The protests and resistance is having an effect. The polls show support for National has dropped to 44.5% and if an election was held today a Labour, Green, NZ First coalition would find it easiest to form a Government. With a weak and divided Labour Party support for an activist and energetic Green Party has grown to 15%. The public is shifting left and the far-right Act Party is now as good as dead.

The key political argument right now is to maintain the mobilisation in the streets through the Winter months and also to broaden the scope of organising against the austerity policies being pushed through. If the political will is there a broad coalition around Aotearoa is Not for Sale could lead a national day of action against National's attacks and marching for an alternative drawing in environmentalists, the CTU over new attacks on unions, students facing allowance cuts, pensioners facing higher prescription charges and educations unions facing over a thousand redundancies.

People are fighting back and resisting all over the place but there remains the potential to draw in thousands more students and workers in mass actions. We need to be encouraging workers and students to take part in political action as much as they can. The attacks are only going to increase as the global economic crisis deepens and we must remind working people of  the obligation of solidarity at the heart of Paulo Freire's words, 'Washing one's hands of the conflict between the powerful and the powerless means to side with the powerful, not to be neutral.' At times of extreme crisis the challenge to those who stand on the sidelines is to state that they're either with the movements fighting for a new Aotearoa of justice and liberation or standing with the Government and its oppression, exploitation and poverty. There is no middle ground, you can't be neutral on a moving train.

We can point to the many global examples of resistance such as the struggle by students in Quebec and draw lessons from their experience.  As one of their activists said recently the global challenge is to, "Build on the popular discontent that you have built on before with the Occupy movements for instance and build broader mass movements to direct contradict the rise of neo-liberalism."

This is an important time for revolutionaries as hundreds of millions of people engage in movements challenging capitalism and the 1% around the world.
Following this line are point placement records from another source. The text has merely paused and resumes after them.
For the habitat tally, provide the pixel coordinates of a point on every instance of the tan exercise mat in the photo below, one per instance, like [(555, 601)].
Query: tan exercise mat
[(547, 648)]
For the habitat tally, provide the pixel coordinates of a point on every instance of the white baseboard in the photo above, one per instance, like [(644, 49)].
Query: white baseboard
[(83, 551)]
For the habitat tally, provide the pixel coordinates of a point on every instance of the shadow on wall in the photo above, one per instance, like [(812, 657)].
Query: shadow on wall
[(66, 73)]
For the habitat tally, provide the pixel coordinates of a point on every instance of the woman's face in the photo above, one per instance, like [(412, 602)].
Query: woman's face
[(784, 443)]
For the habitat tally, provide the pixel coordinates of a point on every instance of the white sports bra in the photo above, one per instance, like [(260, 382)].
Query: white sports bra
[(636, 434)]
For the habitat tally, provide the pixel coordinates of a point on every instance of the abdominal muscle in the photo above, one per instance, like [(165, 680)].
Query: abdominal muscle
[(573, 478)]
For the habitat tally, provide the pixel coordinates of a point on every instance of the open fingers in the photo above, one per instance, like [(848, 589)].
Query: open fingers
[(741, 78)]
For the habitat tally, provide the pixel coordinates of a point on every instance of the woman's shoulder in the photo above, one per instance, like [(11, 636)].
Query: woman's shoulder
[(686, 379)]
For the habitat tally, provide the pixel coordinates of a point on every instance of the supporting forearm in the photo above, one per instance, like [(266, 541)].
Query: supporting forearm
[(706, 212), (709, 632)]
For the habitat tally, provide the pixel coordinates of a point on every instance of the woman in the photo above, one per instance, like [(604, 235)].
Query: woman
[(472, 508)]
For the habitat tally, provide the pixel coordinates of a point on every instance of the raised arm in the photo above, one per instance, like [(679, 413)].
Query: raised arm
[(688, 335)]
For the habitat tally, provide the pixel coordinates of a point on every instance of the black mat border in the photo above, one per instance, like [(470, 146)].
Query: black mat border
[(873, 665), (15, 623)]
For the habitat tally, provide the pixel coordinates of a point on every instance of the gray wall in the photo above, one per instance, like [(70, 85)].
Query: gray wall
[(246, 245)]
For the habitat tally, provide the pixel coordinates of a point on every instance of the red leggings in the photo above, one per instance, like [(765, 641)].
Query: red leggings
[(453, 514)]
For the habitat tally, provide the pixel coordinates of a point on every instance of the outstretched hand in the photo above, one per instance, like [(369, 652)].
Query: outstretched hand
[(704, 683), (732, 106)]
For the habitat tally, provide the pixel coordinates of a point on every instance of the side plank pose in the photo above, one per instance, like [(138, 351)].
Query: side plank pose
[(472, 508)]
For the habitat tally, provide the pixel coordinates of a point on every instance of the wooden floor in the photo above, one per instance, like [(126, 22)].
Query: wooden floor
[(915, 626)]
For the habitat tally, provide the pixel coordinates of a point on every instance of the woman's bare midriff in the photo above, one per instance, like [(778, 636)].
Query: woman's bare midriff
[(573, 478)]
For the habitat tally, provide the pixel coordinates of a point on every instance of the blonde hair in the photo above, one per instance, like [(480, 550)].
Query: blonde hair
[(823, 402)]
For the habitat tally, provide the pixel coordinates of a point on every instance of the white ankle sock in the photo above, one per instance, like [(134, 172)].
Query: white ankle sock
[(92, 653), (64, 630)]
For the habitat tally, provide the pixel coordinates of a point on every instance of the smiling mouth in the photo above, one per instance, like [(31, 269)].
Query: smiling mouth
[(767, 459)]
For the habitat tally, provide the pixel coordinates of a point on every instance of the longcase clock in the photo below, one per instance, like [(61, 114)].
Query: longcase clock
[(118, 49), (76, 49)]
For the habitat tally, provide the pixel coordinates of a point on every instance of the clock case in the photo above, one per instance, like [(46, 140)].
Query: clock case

Revolutionaries must work with all those battling austerity and fighting for the environment but at the same time argue for a revolutionary, socialist alternative to capitalism and convince people of the necessity of building that alternative from below in workplaces, communities and campuses.

Bill English has encouraged anti-austerity protesters in Auckland to look to Greece for inspiration. We agree that Greek workers and students are showing the way but the inspiring lessons of the revolt against bankers are not so much in the petrol bombs hurled during demonstrations but in the mushrooming of workers' struggles against the bankers including occupations and worker's control. This didn't happen altogether spontaneously though. The revolutionary left including Antarsya has convinced a significant chunk of the working class that the solution to austerity lies not in elections but in ongoing workers' struggle and ultimately workers' power - “No one wants to be governed like before,” says Costas Katarachias, a doctor and union rep at Agios Savvas cancer hospital in Athens.

The barbarity of capitalism lies exposed for all to see on a global scale. We need to unite to maintain the fight and build out the resistance against National over the Winter months. We also need to win workers to a revolutionary, socialist alternative to the deepening economic and environmental crisis we face.